Fernando Reimers is the Ford Foundation Professor of International Education, and the Director of the International Education Policy Program at the Harvard Graduate School of Education at Harvard University. Fernando focuses his research and teaching on identifying education policies that support teachers in helping low-income and marginalized children succeed academically. His current research in Brazil and Mexico focuses on the impact of education policy, education leadership and teacher professional development on literacy competencies and civic skills. He is also evaluating a cross-national project to foster democratic citizenship skills and civic education in Chile, Colombia, Guatemala, the Dominican Republic, Mexico and Paraguay.
Fernando is a member of the Council of Foreign Relations, a Fellow of the International Academy of Education, Chair of the World Economic Forum's Global Agenda Council on Education and Member of the Middle East and North Africa Advisory Group of the World Economic Forum as well as a member of the United States National Commission for UNESCO. He is currently serving on the Global Learning Leadership Council of the American Association of Colleges and Universities Project "General Education for a Global Century" focusing on some of the pressing issues related to global learning and undergraduate education.

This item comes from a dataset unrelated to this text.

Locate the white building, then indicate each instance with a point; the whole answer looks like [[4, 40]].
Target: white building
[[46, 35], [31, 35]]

In 2011 he will be chairing a Think Tank on Global Education, designed for teachers, principals and education leaders interested in strengthening global education in K-12 schools.
Sherman Teichman is the founding Executive Director of the Institute for Global Leadership at Tufts University. Institute programs include: Education for Public Inquiry and International Citizenship (EPIIC), a rigorous interdisciplinary program for analysis of global issues and active citizenship, now celebrating its 25th Anniversary; the interdisciplinary Synaptics Scholars research and leadership program; ALLIES - Alliance Linking Leaders in Education and the Services, a national civil - military program with the military academies of the United States, and Empower, an international poverty alleviation and social entrepreneurship program linked to the Clinton Global Initiative, and [EXPOSURE], a photojournalism, documentary studies and human rights initiative.
A lecturer in the arts and social sciences at Tufts since 1984, Sherman was a former fellow and lecturer at the Institute of Politics, the Kennedy School of Government, Harvard University and a faculty member at Boston University and Emerson College. As a journalist, he was a Peabody Award-winning foreign policy analyst for National Public Radio, WBUR, in Boston and a social science editor of the Boston Review. An adviser on counter terrorism and long-range strategic planning for the Israeli government, Sherman was also active with Amnesty International in the former Soviet Union and Central America. He was educated at the United States Naval Academy, The Johns Hopkins University, The Hebrew University of Jerusalem and the University of Chicago's Committees on International Relations and Social Thought.
John Gilmour is the founder of the LEAP Science and Math Schools in South Africa, and has been involved in community development and education for over 20 years. A former private school principal, John founded the first LEAP School to serve the Cape Town township of Langa over six years ago. Tired of devoting time and energy to outreach endeavors that had minimal impact on student outcomes, John decided to attack the problem systemically by engaging whole communities in change, and subsequently founded LEAP. LEAP`s vision is to transform disadvantaged communities in South Africa through mathematics- and science-focused education initiatives. LEAP partners with specific communities and provides children from these communities with the opportunity to gain access to tertiary study opportunities, be successful in their chosen career path and develop as socially responsible citizens of South Africa.
From its original service base in Langa, LEAP has grown rapidly and now comprises four independent low-fee paying schools serving the communities of Langa and Gugulethu in Cape Town and Alexandra and Diepsloot in Johannesburg, the LEAP Teacher Training Programme, the LEAP Learning Centre, and the LEAP Community Support & Social Development Programme. The schools are hotbeds of educational innovation, and have been applauded for their small class sizes, strong sense of community and personal accountability, and positive outcomes as evidenced by of increased test scores and college matriculations.